Ed a comprendere le ragioni del no all’immigrazione sembra esserci anche la regina danese Margherita II che, dopo aver negato che la Danimarca sia un paese multiculturale, in un libro dal titolo “Le radici più profonde”, ha affermato: “Credevamo che questo genere di cose si aggiustassero da sole. Che bastasse passeggiare per le strade di Copenhagen e bere l’acqua pubblica per diventare un danese. Per noi erano cose ovvie e abbiamo pensato che dovessero esserle anche per chi si è stabilito a vivere qui. Ma non lo era. Se non riesci ad esprimere i tuoi valori è difficile dire agli altri in che cosa consistano”.

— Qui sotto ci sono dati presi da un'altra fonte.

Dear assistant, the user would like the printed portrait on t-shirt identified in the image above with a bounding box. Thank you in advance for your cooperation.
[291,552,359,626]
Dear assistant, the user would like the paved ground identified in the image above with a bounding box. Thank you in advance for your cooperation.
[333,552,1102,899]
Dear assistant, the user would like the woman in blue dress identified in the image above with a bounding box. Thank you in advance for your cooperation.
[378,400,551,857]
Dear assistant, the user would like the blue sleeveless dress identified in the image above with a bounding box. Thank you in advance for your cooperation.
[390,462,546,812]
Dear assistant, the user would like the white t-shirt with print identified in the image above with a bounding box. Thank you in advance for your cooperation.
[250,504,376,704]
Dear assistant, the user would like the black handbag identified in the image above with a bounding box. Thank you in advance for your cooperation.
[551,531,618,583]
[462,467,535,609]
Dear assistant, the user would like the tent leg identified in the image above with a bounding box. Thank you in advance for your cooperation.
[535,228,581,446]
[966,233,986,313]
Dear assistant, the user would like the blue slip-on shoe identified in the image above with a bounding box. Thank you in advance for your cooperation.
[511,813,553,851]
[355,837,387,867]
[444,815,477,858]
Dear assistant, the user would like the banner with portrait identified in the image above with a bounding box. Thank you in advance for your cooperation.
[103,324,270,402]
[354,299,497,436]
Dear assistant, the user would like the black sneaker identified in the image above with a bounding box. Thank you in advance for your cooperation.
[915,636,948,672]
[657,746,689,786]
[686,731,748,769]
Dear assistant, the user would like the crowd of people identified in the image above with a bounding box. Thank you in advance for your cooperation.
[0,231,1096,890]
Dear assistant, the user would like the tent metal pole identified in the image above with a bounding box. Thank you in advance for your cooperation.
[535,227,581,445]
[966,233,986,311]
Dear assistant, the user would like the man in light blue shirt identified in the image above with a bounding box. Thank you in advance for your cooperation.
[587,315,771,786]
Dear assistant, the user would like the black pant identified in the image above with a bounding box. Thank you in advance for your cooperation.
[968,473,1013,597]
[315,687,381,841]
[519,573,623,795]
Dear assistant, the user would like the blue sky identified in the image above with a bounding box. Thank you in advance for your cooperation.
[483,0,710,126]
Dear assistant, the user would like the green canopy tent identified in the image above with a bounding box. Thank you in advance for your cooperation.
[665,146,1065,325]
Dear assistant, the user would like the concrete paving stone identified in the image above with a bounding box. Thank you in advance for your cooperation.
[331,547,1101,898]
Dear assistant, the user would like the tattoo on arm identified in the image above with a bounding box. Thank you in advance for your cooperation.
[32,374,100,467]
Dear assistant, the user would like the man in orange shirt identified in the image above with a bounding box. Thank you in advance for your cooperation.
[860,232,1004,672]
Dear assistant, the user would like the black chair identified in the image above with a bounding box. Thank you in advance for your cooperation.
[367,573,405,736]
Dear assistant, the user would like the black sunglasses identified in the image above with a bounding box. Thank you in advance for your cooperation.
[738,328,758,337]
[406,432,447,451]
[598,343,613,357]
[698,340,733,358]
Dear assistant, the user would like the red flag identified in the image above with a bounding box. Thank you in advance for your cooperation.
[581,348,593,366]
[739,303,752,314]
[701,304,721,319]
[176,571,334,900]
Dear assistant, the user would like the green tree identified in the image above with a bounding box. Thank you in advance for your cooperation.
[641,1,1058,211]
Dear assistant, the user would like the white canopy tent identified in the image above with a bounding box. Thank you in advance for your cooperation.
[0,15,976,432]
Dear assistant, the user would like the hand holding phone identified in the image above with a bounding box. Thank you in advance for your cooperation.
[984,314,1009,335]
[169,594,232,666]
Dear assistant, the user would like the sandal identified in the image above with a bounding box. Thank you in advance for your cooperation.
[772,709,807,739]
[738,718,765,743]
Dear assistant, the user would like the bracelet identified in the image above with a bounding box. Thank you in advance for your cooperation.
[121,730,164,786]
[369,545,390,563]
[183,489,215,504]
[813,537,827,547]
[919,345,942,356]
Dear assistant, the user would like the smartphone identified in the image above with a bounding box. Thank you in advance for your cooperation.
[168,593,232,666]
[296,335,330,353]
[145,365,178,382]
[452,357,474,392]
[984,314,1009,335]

Ma non serve andare tanto lontano: le ragioni dello stop sono nelle nostre periferie, nelle nostre città, nella gente criminalizzata se protesta, negli arrivi che non si arrestano, nei torbidi traffici e nello sfruttamento dei migranti, nella nostra identità che muore per far posto alle altre, quando l’esterofilia, da noioso vezzo snob di pochi, è diventato il comandamento criminale di chi ci governa a tutti i livelli.